Activists Denounce Mayor Emanuel’s Renewable Energy Plan
Mayor Rahm Emanuel on Thursday unveiled a plan to transition buildings across the city to 100 percent renewable energy by 2035, and transition to an electric CTA bus fleet by 2040.
Although the announcement received praise from a number of environmental advocacy organizations, a separate coalition of community-based groups denounced the plan, which they said fails to address neighborhoods where residents have for years suffered from disproportionate levels of pollution.
The groups – including the Little Village Environmental Justice Organization, the Southeast Environmental Task Force and the Southeast Side Coalition to Ban Petcoke – are based on the city’s South and West Sides. A recent analysis by the Better Government Association illustrated how those neighborhoods, comprised largely of minority residents, face far greater exposure to air pollution and other environmental hazards than neighborhoods made up of mostly white residents.
“These same communities are impacted first and worst by the consequences of climate change,” the groups said in responding to Emanuel’s new renewable energy plan. “Our communities have time and time again seen the city of Chicago use high-level resolutions as a tactic to avoid addressing equity, public health and environmental impacts in Chicago’s neighborhoods, and the announcement follows this pattern.”

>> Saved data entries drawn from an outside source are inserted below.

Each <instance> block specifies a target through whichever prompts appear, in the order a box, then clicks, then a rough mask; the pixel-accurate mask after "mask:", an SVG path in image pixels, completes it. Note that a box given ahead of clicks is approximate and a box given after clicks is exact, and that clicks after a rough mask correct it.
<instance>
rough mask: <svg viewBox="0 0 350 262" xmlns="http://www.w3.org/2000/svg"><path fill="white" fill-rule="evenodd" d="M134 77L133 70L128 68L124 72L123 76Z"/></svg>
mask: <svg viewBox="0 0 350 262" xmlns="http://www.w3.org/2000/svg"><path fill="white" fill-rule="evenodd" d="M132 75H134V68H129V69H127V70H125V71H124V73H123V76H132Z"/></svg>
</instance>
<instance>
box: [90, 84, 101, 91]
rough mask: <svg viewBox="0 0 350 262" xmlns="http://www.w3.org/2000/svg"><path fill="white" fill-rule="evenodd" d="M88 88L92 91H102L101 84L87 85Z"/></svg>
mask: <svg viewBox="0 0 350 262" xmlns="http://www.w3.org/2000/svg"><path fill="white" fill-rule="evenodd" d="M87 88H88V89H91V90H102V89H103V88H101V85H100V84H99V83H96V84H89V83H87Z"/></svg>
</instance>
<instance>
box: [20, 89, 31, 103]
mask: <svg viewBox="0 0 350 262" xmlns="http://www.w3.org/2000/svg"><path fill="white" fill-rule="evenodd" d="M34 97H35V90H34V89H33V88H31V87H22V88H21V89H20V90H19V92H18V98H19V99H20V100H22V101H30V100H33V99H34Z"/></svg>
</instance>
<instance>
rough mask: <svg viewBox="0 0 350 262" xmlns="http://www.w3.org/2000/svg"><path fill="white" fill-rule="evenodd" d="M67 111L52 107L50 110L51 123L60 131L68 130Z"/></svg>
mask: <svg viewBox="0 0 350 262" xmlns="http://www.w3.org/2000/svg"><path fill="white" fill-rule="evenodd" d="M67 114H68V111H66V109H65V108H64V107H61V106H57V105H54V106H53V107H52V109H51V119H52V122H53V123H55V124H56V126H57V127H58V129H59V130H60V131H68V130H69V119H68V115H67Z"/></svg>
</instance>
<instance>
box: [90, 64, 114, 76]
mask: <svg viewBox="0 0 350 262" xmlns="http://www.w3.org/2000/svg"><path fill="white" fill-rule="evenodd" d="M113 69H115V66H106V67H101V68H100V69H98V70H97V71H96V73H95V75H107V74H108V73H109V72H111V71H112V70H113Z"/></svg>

Emanuel’s new plan makes Chicago the largest city to join the Sierra Club’s nationwide “Ready for 100” campaign, which encourages cities to take steps toward achieving 100 percent renewable energy.
As part of the plan, Emanuel said he would introduce a resolution to the City Council next month that establishes a December 2020 deadline for developing a more detailed plan to meet the 100 percent renewable energy goal.
The goal is part of a broader strategy revealed by Emanuel on Thursday called “Resilient Chicago,” which outlines 50 actionable initiatives aimed at reducing disparities among Chicago neighborhoods, addressing the root causes of crime and violence and promoting engaged communities, according to the city.
By joining #Readyfor100, Chicago embraces a future of healthier communities that are powered by 100% clean energy! We’re officially the largest city in the U.S. to join the campaign as we focus on clean energy in buildings by 2035 and electrifying the @CTA bus fleet by 2040! pic.twitter.com/Dilw0FHnvm
— Mayor Rahm Emanuel (@ChicagosMayor) February 14, 2019
The announcement comes almost two years after Emanuel committed to transitioning the city’s municipal buildings and operations to 100 percent renewable energy by 2025.
“Now, more than ever, it is up to local leaders to develop plans for a sustainable and resilient future, and ‘Resilient Chicago’ creates a framework for us to build urban resilience into Chicago’s DNA,” Emanuel said in a press release. Chicago’s transition to renewable energy will be grounded in values of “equity and justice,” the release states.
But community-based groups said they want more specific commitments from the city, including working with residents to develop metrics for measuring the impact of a renewable energy transition on low-income, minority communities.
Kimberly Wasserman, executive director of the Little Village Environmental Justice Organization, said the groups “strongly oppose a premature commitment to a renewable energy goal for Chicago without an equal commitment to” addressing the current environmental and public health threats on the city’s South and West Sides.
“A transition to renewables in service of building resiliency or mitigating climate change impacts without a commitment to those already affected most by environmental degradation and poor air quality is not a just transition and is not what Chicago communities desired,” she said during the groups’ press conference.